Dkzody's Weblog

Entries from November 2007

Losing my touch

November 24, 2007 · Leave a Comment

For years I was famous for my chocolate chip cookies. They were fabulous and well loved by many. I baked them almost weekly, and was so comfortable with the recipe, I could do it without measuring the ingredients. I could fly through the preparation on a Saturday morning and have them baked by the time to run errands. Everyone who knew me knew of my chocolate chip cookies, and they loved to receive these tasty treats. My husband especially loved these cookies.

Budget crunches hit the school system in which I teach. Department budgets were drastically cut, but the supplies for the department kept getting more expensive. I teach in the business department and we use reams of paper, cases of ink cartridges, and since we have our own copiers, plenty of toner cartridges for those. We also like to reward our students for good work so we occasionally treat them to a pizza lunch. We print up awards to give out for good grades, good attendance, completion of classes. The paltry budget from the school district would not pay for all these things, so we looked around for ways to make money. Being business persons at heart, we knew we could use our entrepreneurial smarts to fund our department.

For many years we had sold Otis Spunkmeyer cookies for a food fair day and made good money at it. Why not do this on a daily basis? We ordered the dough, the bags, and Otis provided the ovens. Our workroom next to our office became a bakery each morning.
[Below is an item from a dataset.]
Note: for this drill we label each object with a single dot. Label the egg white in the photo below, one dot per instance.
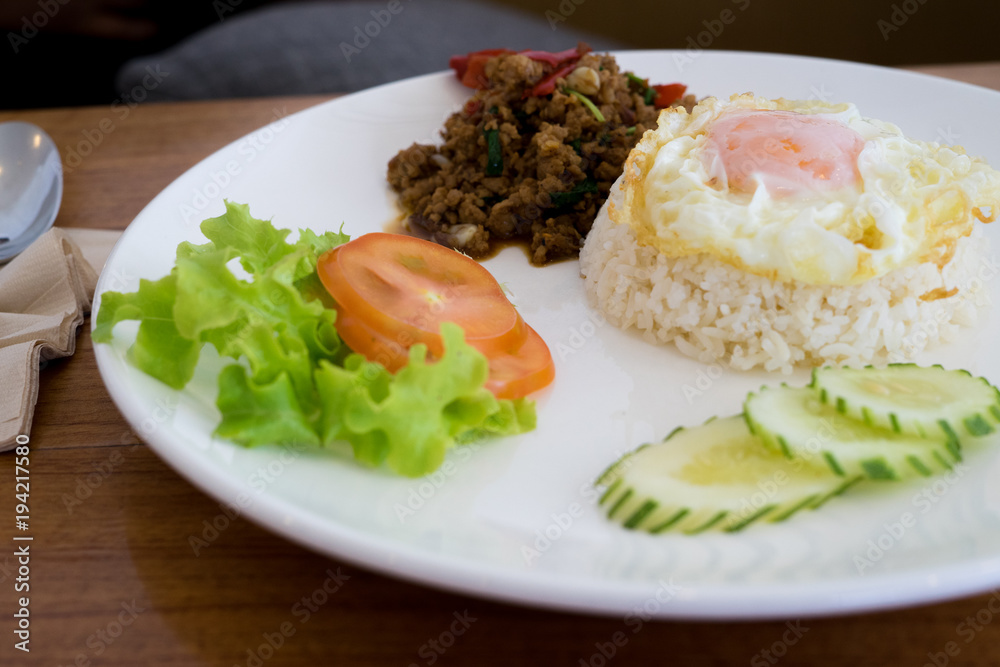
(913, 202)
We found just the right selections of cookies to offer and in the right quantity for a $1. The bags of cookies literally flew out the door during each passing period. Each day, for 6 minutes, we sell 60 bags of cookies, each containing 3 freshly baked, still warm, cookies. The receipts provide us the funds to do what we need to do to keep operating as we want to. Entrepreneurship at its best.
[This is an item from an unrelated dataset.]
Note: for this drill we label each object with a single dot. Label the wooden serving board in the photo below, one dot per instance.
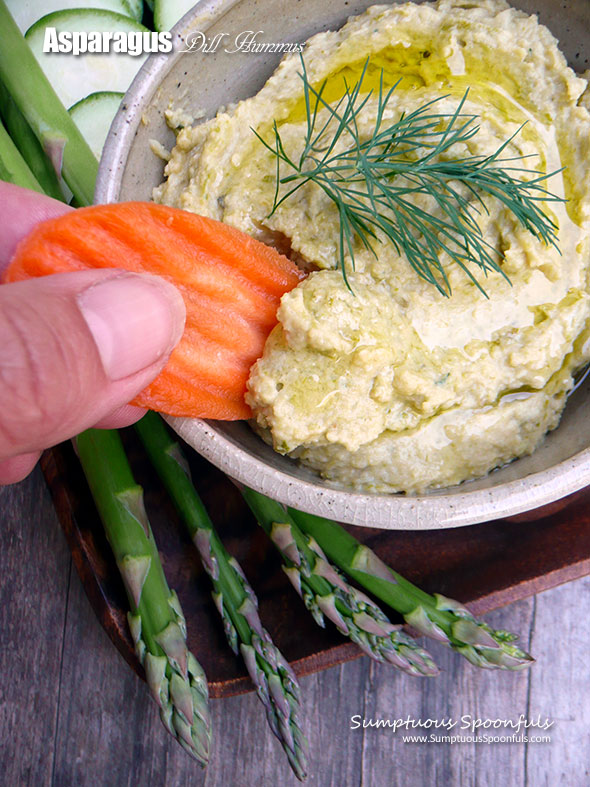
(485, 565)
Because of these cookies baked each day at school, I no longer had the heart to bake at home, especially cookies. I quit and I lost my touch. Today, when making a batch of chocolate chip cookies, I had to look at the recipe, and I had to measure. A skill I had developed was no longer so easy to recall. I still used a half pound of butter, but this time it was organic; the brown sugar was sucanat, another natural food; the chocolate chips were no longer Nestle, but rather an organic dark chocolate in the form of squares. I even used unbleached flour which I carefully measured, so unlike my years of just dumping the amount in that looked right. The cookies are tasty, different from the ones I made years ago, and I wonder if my friends will still find them as appealing. Instead of losing my touch, maybe I’ve only changed by touch.

Categories: School

Black Friday vs Good Friday

November 23, 2007 · Leave a Comment

There is a new movie opening today, “What Would Jesus Buy?,” which is very appropriate for the day after Thanksgiving, also known as Black Friday because the retailers finally make a profit. Black Friday is the day known as the biggest shopping day of the year. This is the day I stay home if I can, away from the crazy people who lined up the day before at Best Buy to get some new electronic gadget that they perceive to be their life saver.

One man, on the noon news broadcast, who had been in line at Best Buy for two days, claimed he spent $7,000 on electronics. I was aghast. I don’t spend that much in a year for clothes, or food, or even house payments, all the basic necessities of life. I give away approximately that amount, though. The idea of paying that much to a retailer for more “stuff” to put in my house is ludicrus to me.

So, what would Jesus buy if he were shopping? He wouldn’t BE shopping, but he might be in the marketplace so as to interact with the people. Jesus might only need look at the gadget in the man’s hand who spent $7000 and get him to change his mind, to realize the need in the world for food and clothing for the hungry and the poor. What kinds of medicines would $7000 buy for the AIDs victims in Africa? Could $7000 bring a homeless person in off the streets into an apartment with simple furnishings? Would Jesus’ presence in the marketplace be just enough to get people to rethink their garish lifestyle, their desire for more “stuff”? Would His presence on Black Friday create such an uproar that shoppers would return their purchases to the shelves, leave the buildings, and go and do good for mankind?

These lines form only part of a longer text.